Mar 19, 2022 - World

4 Americans killed during NATO training exercise

A U.S. Air Force Bell-Boeing V-22 Osprey in Eastern Europe. Photo: Mateusz Wlodarczyk/NurPhoto via Getty Images

A NATO training exercise on Friday turned deadly for four American service members when their aircraft crashed in Norway, Norwegian police confirmed.

Driving the news: The four service members were aboard a U.S. military plane on the way to a peninsula in the Norwegian Sea when the crash happened near the town of Bodo. The training was unrelated to the Russian invasion of Ukraine, officials said.

  • The four Americans were Marines and were the only ones on board, according to local police.

Background: No cause for the crash has been provided, but there had been bad weather in the area and conditions were "difficult," AP writes.

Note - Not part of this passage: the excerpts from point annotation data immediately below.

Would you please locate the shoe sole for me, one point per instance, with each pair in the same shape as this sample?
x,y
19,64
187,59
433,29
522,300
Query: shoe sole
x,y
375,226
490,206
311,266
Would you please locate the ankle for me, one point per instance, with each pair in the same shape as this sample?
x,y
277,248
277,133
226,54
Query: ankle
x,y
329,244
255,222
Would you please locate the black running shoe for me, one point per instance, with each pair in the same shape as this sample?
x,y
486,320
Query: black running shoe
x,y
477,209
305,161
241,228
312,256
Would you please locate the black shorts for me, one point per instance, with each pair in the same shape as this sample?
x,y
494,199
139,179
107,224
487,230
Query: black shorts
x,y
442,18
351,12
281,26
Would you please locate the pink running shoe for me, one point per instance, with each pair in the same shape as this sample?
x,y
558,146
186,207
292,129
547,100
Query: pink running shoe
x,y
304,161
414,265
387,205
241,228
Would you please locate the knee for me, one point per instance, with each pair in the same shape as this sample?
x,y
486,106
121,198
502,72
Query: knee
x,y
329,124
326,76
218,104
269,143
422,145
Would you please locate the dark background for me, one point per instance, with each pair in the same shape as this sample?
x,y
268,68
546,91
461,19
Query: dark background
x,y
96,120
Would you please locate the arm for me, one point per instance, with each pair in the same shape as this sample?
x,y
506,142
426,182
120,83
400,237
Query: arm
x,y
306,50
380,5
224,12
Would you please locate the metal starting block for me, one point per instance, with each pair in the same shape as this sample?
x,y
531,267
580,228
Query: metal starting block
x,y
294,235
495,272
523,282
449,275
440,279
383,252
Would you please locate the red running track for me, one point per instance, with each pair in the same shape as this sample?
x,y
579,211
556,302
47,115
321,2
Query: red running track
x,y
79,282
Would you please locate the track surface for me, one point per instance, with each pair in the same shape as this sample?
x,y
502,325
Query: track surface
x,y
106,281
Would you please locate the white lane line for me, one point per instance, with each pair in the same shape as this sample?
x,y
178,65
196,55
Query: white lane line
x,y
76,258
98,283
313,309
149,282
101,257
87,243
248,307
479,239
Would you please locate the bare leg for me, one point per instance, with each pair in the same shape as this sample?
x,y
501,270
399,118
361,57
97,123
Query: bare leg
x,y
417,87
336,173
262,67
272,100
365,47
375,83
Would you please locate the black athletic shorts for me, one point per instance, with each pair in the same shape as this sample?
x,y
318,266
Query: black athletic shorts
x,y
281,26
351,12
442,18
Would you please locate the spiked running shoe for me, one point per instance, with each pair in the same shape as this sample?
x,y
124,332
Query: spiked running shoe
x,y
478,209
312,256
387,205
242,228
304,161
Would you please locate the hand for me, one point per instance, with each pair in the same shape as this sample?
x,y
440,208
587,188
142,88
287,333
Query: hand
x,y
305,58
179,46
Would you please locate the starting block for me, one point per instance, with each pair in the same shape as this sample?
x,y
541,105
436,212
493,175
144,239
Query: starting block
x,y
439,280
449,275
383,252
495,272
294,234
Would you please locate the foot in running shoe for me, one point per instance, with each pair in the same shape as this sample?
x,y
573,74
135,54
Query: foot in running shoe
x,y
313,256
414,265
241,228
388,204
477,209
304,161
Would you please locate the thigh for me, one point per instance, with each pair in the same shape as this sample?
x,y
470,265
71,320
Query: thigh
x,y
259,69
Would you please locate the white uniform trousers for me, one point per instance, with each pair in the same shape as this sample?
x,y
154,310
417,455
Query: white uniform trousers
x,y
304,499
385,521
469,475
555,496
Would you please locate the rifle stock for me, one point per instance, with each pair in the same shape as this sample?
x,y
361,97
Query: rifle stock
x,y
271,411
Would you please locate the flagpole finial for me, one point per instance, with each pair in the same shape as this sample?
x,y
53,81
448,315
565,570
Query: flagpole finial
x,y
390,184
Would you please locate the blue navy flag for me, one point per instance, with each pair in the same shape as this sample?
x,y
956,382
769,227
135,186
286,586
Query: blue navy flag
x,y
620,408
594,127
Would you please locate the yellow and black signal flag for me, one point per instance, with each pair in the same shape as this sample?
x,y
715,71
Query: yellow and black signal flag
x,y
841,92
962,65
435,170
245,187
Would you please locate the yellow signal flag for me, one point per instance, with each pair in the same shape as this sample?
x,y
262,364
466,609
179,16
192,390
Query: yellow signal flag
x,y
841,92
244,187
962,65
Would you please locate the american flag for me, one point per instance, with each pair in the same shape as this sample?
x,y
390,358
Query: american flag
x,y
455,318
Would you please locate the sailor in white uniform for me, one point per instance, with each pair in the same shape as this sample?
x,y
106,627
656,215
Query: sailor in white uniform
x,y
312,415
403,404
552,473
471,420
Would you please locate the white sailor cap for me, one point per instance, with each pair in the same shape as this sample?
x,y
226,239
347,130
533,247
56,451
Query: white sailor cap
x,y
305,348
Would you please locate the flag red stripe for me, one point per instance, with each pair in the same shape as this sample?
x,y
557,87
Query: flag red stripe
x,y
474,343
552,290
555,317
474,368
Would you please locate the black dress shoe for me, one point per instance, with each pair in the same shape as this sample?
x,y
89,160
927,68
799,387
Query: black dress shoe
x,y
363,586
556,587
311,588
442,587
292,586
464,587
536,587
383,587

  • "It was a real storm. ... There was one meter of visibility, snow and storm in the mountains, ” Red Cross team leader Oerjan Kristensen told VG, a Norwegian newspaper.
  • Kristensen estimated that winds were traveling at 30-40 meters per second — or over 70 miles per hour.
  • “When it blows like that, it is difficult to stand upright,” Kristensen added.

Details: The weather also prevented crash site investigators and rescue operations from arriving at the scene, according to officials.

  • “The weather is very bad in the area to complete work at the scene, but police will take it up again as soon as the weather conditions allow it,” operations manager Ivar Bo Nilsson from the Norland police district said.
  • Kristensen said that the risk of landslides and the remoteness of the crash site were also in the way of rescue operations.

The big picture: About 30,000 troops from NATO countries are training in Norway in drills that the defensive alliance planned this month. The drills are scheduled to run until April.

  • Norway hosts the “long-planned and regular” training every two years, per the Washington Post.